Moskau/Sotschi – Beim Absturz eines russischen Flugzeugs auf dem Weg nach Syrien sind 92 Menschen ums Leben gekommen. Die Maschine vom Typ Tupolew Tu-154 ging Sonntagmorgen über dem Schwarzen Meer verloren. Es sei noch zu früh, etwas zur Ursache zu sagen, sagte Transportminister Maxim Sokolow abends.

An Bord waren 64 Sänger und Tänzer des Alexandrow-Armeechors, wie das russische Verteidigungsministerium mitteilte. Der Armeechor sollte nach Syrien fliegen, um auf der russischen Luftwaffenbasis bei Latakia ein Konzert zu geben.
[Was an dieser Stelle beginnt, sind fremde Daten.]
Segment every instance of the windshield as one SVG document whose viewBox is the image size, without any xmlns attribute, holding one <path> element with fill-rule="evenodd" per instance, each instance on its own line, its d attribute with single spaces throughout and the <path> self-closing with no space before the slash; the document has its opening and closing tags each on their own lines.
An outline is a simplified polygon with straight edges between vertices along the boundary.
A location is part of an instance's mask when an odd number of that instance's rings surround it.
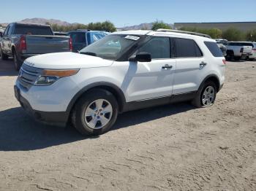
<svg viewBox="0 0 256 191">
<path fill-rule="evenodd" d="M 100 32 L 88 32 L 87 39 L 88 44 L 91 44 L 91 43 L 102 39 L 104 36 L 107 36 L 107 34 L 100 33 Z"/>
<path fill-rule="evenodd" d="M 80 52 L 115 61 L 140 39 L 138 36 L 110 34 L 82 49 Z"/>
</svg>

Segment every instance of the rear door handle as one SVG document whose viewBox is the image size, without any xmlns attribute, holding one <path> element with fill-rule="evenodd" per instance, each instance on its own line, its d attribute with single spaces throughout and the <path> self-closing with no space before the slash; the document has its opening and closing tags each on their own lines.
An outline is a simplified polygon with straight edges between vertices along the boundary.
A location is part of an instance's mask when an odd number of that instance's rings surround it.
<svg viewBox="0 0 256 191">
<path fill-rule="evenodd" d="M 205 66 L 207 65 L 207 63 L 201 62 L 199 65 L 200 65 L 200 66 Z"/>
<path fill-rule="evenodd" d="M 165 66 L 162 66 L 162 69 L 172 69 L 173 68 L 173 66 L 170 66 L 170 65 L 169 65 L 169 64 L 165 64 Z"/>
</svg>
Auch der Chorleiter, Generalleutnant Waleri Chilalow, starb.

Technisches Versagen oder Pilotenfehler vermutet

Die ersten geborgenen Todesopfer wurden zur Identifizierung nach Moskau geflogen, wie Vizeverteidigungsminister Pawel Popow in Sotschi sagte.

Als Ursache werde technisches Versagen oder ein Pilotenfehler vermutet, sagte Transportminister Maxim Sokolow am Montag russischen Nachrichtenagenturen zufolge. Die Möglichkeit eines Terroranschlags sei weniger wahrscheinlich. Dem werde daher nicht nachgegangen und die Ermittlungen konzentrierten sich auf technische Mängel oder Pilotenfehler.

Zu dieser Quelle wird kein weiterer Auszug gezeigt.